10-2531-ag
Ye v. Holder
BIA
Abrams, IJ
A094 789 122
UNITED STATES COURT OF APPEALS
FOR THE SECOND CIRCUIT
SUMMARY ORDER
RULINGS BY SUMMARY ORDER DO NOT HAVE PRECEDENTIAL EFFECT. CITATION TO A SUMMARY
ORDER FILED ON OR AFTER JANUARY 1, 2007, IS PERMITTED AND IS GOVERNED BY FEDERAL
RULE OF APPELLATE PROCEDURE 32.1 AND THIS COURT’S LOCAL RULE 32.1.1. WHEN CITING
A SUMMARY ORDER IN A DOCUMENT FILED WITH THIS COURT, A PARTY MUST CITE EITHER THE
FEDERAL APPENDIX OR AN ELECTRONIC DATABASE (WITH THE NOTATION “SUMMARY ORDER”).

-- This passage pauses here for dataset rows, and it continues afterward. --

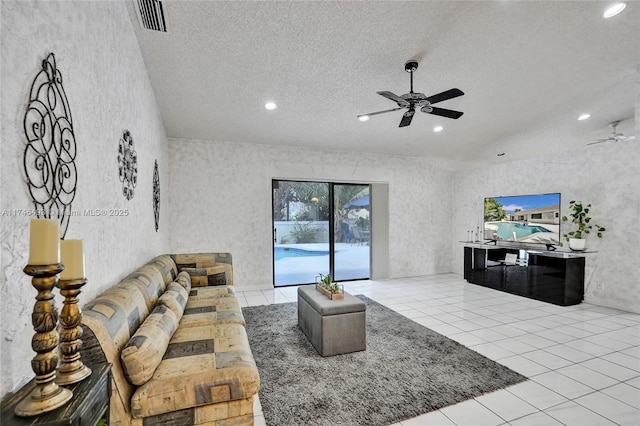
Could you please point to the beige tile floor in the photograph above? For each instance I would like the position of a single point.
(583, 361)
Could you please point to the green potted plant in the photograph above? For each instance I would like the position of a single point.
(328, 287)
(579, 216)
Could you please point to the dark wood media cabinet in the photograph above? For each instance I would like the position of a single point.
(89, 405)
(553, 277)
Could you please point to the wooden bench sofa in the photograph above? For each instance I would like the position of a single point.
(174, 333)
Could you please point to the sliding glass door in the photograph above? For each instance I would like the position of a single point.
(320, 228)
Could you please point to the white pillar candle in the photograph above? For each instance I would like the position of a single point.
(72, 257)
(44, 247)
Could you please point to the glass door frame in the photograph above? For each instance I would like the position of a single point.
(330, 230)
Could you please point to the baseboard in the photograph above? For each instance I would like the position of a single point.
(610, 304)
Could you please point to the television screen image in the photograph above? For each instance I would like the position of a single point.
(531, 218)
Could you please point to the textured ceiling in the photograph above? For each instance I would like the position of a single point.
(528, 69)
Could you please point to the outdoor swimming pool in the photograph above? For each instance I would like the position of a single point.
(282, 252)
(506, 229)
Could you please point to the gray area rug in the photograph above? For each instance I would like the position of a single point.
(407, 370)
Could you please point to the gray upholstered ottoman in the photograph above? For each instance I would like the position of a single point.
(332, 326)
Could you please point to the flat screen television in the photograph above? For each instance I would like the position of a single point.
(533, 218)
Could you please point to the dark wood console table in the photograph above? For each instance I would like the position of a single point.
(88, 406)
(549, 276)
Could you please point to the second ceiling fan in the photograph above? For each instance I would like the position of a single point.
(412, 100)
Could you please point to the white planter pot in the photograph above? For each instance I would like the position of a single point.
(577, 244)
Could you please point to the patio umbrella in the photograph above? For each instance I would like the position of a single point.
(358, 203)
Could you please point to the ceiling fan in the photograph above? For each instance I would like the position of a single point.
(412, 101)
(615, 136)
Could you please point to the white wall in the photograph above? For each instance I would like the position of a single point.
(221, 201)
(606, 176)
(108, 91)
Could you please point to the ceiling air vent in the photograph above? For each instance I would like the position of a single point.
(151, 15)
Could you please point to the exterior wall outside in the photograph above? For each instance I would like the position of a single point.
(221, 200)
(108, 90)
(604, 175)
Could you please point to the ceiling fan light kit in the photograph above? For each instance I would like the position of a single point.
(614, 136)
(412, 101)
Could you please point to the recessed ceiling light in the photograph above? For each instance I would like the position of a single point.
(614, 10)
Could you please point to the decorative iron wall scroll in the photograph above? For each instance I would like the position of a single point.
(156, 194)
(49, 157)
(127, 165)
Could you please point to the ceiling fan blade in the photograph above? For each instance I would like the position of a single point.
(449, 113)
(407, 117)
(400, 101)
(379, 112)
(447, 94)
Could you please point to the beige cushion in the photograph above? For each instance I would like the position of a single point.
(211, 276)
(144, 351)
(175, 298)
(184, 280)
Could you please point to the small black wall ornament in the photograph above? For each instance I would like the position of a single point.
(127, 165)
(50, 153)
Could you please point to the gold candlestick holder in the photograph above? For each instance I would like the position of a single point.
(71, 370)
(47, 395)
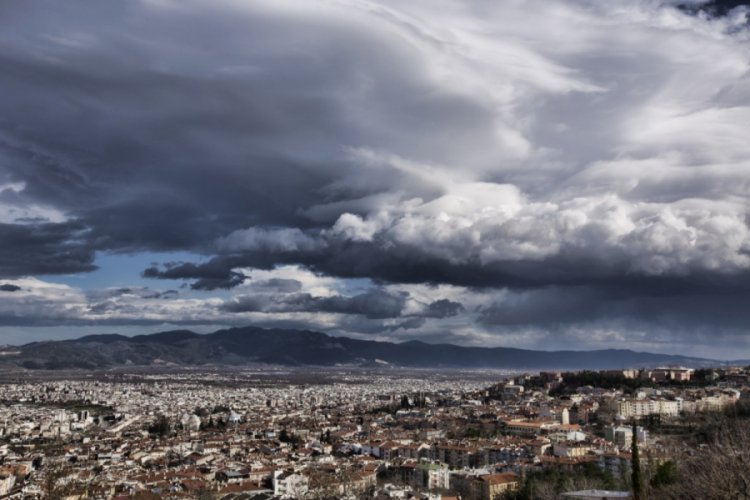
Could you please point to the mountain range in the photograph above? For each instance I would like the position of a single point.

A PARTY CITING A SUMMARY ORDER MUST SERVE A COPY OF IT ON ANY PARTY NOT
REPRESENTED BY COUNSEL.
At a stated term of the United States Court of Appeals
for the Second Circuit, held at the Daniel Patrick Moynihan
United States Courthouse, 500 Pearl Street, in the City of New
York, on the 10th day of August, two thousand eleven.
PRESENT:
JON O. NEWMAN,
RICHARD C. WESLEY,
PETER W. HALL,
Circuit Judges.
_____________________________________
RONG YE, AKA YE RONG,
Petitioner,
v. 10-2531-ag
NAC
ERIC H. HOLDER, JR., UNITED STATES
ATTORNEY GENERAL,
Respondent.
_______________________________________
FOR PETITIONER: Lee Ratner, Law Offices of Michael
Brown, New York, New York.
FOR RESPONDENT: Tony West, Assistant Attorney General;
Keith I. McManus, Senior Litigation
Counsel; Tracie N. Jones, Trial
Attorney, Office of Immigration
Litigation, United States Department
of Justice, Washington, D.C.
UPON DUE CONSIDERATION of this petition for review of a
Board of Immigration Appeals (“BIA”) decision, it is hereby
ORDERED, ADJUDGED, AND DECREED, that the petition for review
is GRANTED.
Rong Ye, a native and citizen of the People’s Republic of
China, seeks review of a June 9, 2010, decision of the BIA,
affirming the July 21, 2008, decision of Immigration Judge
(“IJ”) Steven R. Abrams, which denied his application for
asylum, withholding of removal, and relief under the
Convention Against Torture (“CAT”). In re Rong Ye, No. A094
789 122 (B.I.A. June 9, 2010), aff’g No. A094 789 122 (Immig.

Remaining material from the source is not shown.